State Rep. César Blanco, a Democrat, issued this statement:
“This is by far the most racist and anti-Hispanic and anti-immigrant bill that has come out of the Texas House of Representatives in recent memory.
“Throughout the debate, the Republicans took a very bad bill and made it even worse with their amendments. One of the amendments, is what we are calling, the “Show Me Your Papers” amendment. What this essentially says that it would be legal to ask the immigration status of any ‘detained’ person instead of only those ‘arrested’ for an alleged crime.
“The bill will have a chilling effect on our communities. Just look at some of the trends and questionable practices along the border after the “border-security” surge. All we are seeing is an uptick in motorists being pulled over. These are pre-textual stops to open the door to an immigration inquiry just because the motorist is brown. S.B. 4 helps protect that behavior and motivation.
“SB 4 codifies hatred and discrimination, not just towards immigrants but towards any person of color, particularly Hispanics. It invites fear into our communities, tears families apart, and pushes working people into the shadows. It is an unrealistic measure that will ultimately damage the Texas economy and blurs the line between local law enforcement and Federal immigration authorities.
“I want immigrants and Hispanics to know, the fight is not over. We might have loss this battle but we will not lose the war. The arc of history bends towards justice and there will be a day or reckoning.
“The best thing Hispanics and immigrants can do right now, is to continue to prove Republicans and others wrong and not allow ourselves to fit their mold and stereotypes.
“Hispanics and immigrants need to continue being community leaders, job creators, innovators, educators, healthcare providers, economic drivers, and friendly neighbors.
“Elections matter, and I believe this will be a lightning rod that mobilizes the Latino vote. It has to be. And if it is, that day of reckoning will come sooner rather than later.
State Sen. José Rodríguez, chairman of the Senate Democratic Caucus, said SB 4 coerces local police to carry out federal immigration law.
“SB 4 is an attack on Hispanics and the immigrant community. In a sad irony, a bill purportedly about public safety and the rule of law makes us less safe and erodes confidence in the justice system by disregarding constitutional due process protections and separation of powers.”
Rodríguez said there are significant legal issues with SB 4. He offered these points in opposition to the legislation:
· El Paso County is under a settlement entered in federal court in 2006 that prohibits the county from enforcing civil immigration law. The settlement resulted from traffic checkpoints set up by the El Paso Sheriff’s Department in which it was alleged deputies conducted unlawful searches, seizures and detentions. Should SB 4 become law in its current form, it’s virtually certain to result in a costly lawsuit for El Paso County, which must choose between a federal settlement agreement and compliance with this new state law.

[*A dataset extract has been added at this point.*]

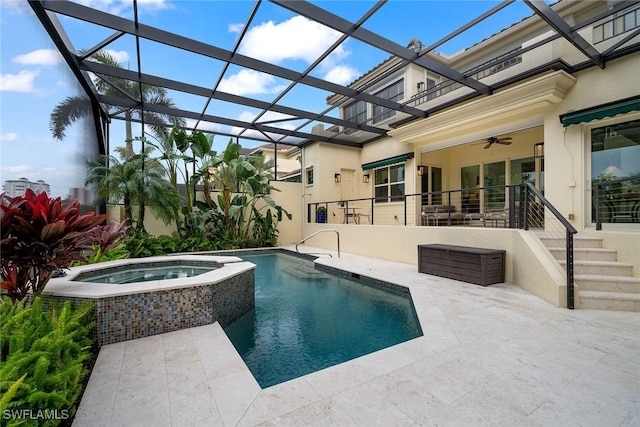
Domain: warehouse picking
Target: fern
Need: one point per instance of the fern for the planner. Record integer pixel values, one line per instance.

· Texas cannot eliminate Fourth Amendment protections against unreasonable search and seizure:
o An ICE request to county jails to detain a person must be based on probable cause that the person is violating immigration law.
o But these detainers are not issued by an independent judge who reviews them for probable cause. They are issued by immigration officers.

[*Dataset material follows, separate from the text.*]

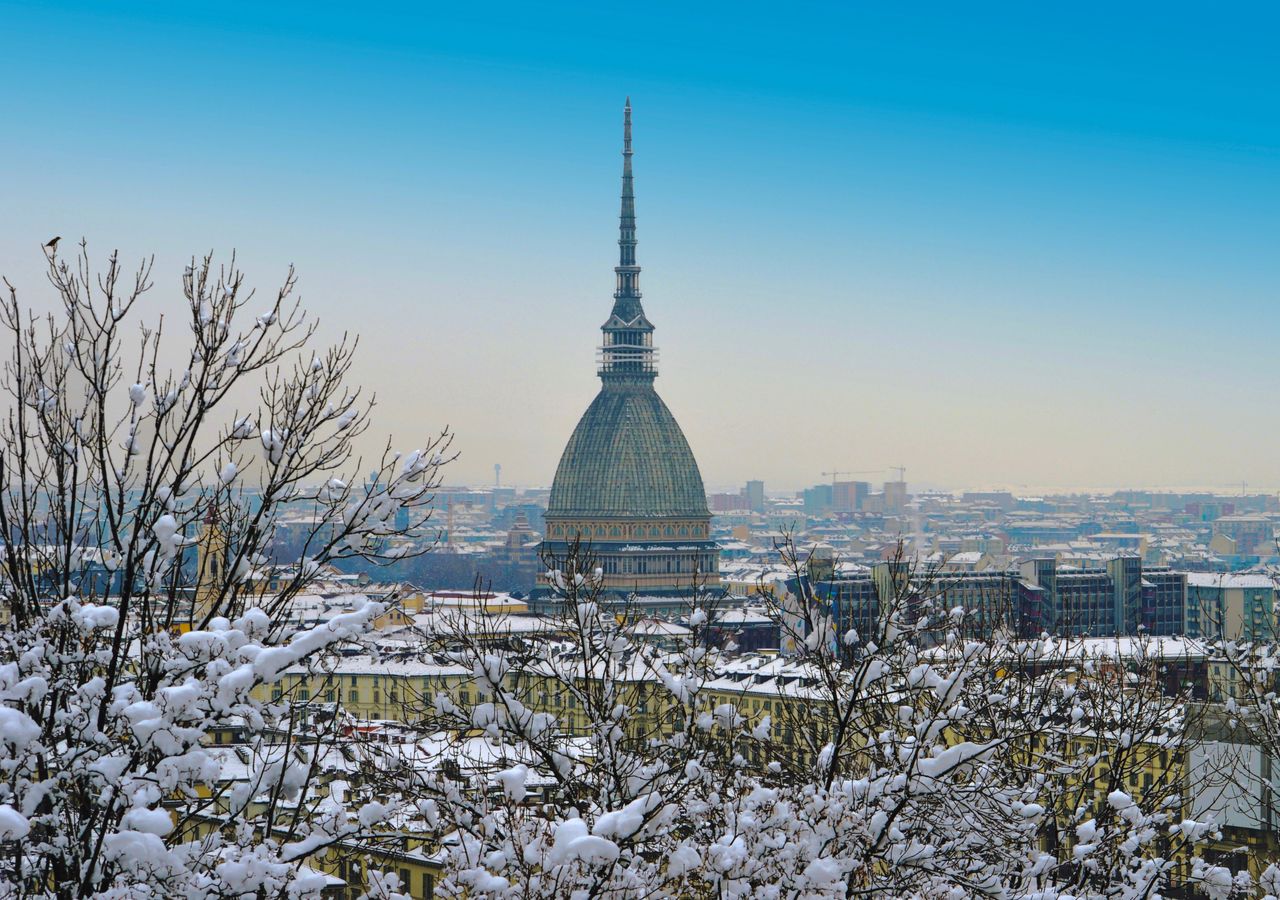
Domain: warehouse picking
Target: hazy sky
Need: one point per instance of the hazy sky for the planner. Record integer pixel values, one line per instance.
(1028, 247)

o Federal courts in other jurisdictions have already held that a county’s compliance with voluntary immigration detainers violate the Fourth and Fifth Amendments.
· SB4 coerces local governments:
o Creates a separate criminal offense under state law for failure to comply with the bill, making local officials personally liable for performance of each and every law officer working in their jurisdiction.
o Subjects local entities to Attorney General lawsuits originating from public complaints that may have no merit, eroding community relations and creating unnecessary expense.
o Singles out the enforcement authority of University Campus police to target students that may be DREAMers or DACA recipients.